I had hard work to persuade her to be quiet, and though after a time she refrained from talking in obedience to my repeated injunctions, I could see her thoughts were dwelling on the communication I had made to her. Only good results, however, followed from the excitement of that evening. There was a tinge of pink on Rose’s delicate cheek the next day; her countenance was brighter, and her manner more animated than we had seen it for some time. Mr Aslatt was delighted at the change, and encouraged by it, he began to talk to Rose of the plans he had formed for taking her to Italy as soon as she felt strong enough to travel. He was overjoyed to find that she made no objection to his proposal, but even entered cheerfully into his plans, and declared that she should be quite ready to start in the course of a few weeks. And so it proved, for she gained strength with a rapidity which shewed the truth of the doctor’s words, that she only needed to be roused in order to get well.

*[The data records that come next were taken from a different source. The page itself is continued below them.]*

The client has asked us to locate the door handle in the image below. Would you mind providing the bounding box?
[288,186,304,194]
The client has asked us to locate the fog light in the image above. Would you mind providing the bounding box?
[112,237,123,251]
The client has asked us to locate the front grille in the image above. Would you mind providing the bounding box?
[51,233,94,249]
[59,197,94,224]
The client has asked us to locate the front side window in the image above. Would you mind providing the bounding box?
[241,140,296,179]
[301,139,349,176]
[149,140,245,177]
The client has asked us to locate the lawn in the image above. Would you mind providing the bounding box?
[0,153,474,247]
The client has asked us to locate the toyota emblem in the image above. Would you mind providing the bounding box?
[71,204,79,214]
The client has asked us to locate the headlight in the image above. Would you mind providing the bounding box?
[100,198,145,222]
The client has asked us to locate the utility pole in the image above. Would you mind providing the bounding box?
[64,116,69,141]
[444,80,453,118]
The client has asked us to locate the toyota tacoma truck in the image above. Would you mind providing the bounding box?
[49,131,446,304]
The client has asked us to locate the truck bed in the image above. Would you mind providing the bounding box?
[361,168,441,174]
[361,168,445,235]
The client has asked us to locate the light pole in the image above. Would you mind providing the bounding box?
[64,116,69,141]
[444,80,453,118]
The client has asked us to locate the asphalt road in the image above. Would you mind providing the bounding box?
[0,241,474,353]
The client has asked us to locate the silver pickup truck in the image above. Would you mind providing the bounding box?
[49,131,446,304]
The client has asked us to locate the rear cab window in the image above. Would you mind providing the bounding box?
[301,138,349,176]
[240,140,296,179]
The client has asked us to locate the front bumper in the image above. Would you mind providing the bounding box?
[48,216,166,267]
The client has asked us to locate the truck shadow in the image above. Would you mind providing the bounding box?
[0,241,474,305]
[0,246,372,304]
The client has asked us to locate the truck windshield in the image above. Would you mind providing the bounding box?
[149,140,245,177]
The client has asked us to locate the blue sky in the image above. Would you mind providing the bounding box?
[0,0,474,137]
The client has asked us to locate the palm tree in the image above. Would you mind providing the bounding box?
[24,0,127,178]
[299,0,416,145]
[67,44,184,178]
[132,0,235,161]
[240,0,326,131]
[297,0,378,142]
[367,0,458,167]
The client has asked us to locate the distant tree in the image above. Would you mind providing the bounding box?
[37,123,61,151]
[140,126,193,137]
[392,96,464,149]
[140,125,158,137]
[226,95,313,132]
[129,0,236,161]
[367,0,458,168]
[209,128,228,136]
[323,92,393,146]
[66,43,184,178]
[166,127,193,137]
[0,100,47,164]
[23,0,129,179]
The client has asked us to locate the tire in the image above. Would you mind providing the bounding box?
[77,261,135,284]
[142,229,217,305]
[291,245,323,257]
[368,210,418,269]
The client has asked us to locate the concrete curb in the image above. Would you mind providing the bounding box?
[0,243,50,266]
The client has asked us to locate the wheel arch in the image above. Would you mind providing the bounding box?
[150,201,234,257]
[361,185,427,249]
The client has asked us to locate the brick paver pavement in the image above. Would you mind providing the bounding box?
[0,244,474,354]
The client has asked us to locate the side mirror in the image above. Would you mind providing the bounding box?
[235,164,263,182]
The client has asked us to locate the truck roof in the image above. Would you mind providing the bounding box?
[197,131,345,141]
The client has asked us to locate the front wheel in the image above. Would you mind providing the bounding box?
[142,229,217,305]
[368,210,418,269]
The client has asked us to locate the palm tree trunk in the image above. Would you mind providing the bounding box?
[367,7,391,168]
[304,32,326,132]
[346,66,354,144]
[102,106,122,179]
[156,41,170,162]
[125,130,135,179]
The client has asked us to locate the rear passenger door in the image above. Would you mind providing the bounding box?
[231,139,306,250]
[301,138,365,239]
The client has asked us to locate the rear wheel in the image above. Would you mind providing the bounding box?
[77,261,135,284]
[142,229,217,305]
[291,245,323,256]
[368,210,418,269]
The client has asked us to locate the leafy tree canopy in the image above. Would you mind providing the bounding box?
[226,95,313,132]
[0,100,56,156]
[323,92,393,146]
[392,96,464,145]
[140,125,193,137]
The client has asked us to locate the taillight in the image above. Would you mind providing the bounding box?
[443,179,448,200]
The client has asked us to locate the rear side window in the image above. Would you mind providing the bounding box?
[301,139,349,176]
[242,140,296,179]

We started for the continent at the end of October. It was thought that residence abroad during the winter months would promote Rose’s restoration to health, and afford that diversion of mind which was so desirable after the trying experience she had passed through. The result was most satisfactory. There was no return of the apathetic melancholy which had been so distressing to witness; and her enjoyment of the various entertainments her kind friend provided for her was unassumed. I began to hope that, after all, her attachment to Mr Hammond had not been very deep, but merely a romantic fancy, kindled by the thought of his misfortunes, and fanned into a flame by the breath of opposition. A thousand little incidents strengthened this conviction of mine. Every day it became evident that Rose was learning to appreciate her guardian’s character more highly than she had done before. She took a growing delight in his society, and indeed never seemed quite at ease if he were absent.

When in the spring we returned to England, Rose’s health and spirits had so completely returned, that she appeared little different from the radiant girl whose loveliness had charmed me when I first looked at her, save that her manner was gentler, being marked by a winning humility and patience which her former bearing had lacked.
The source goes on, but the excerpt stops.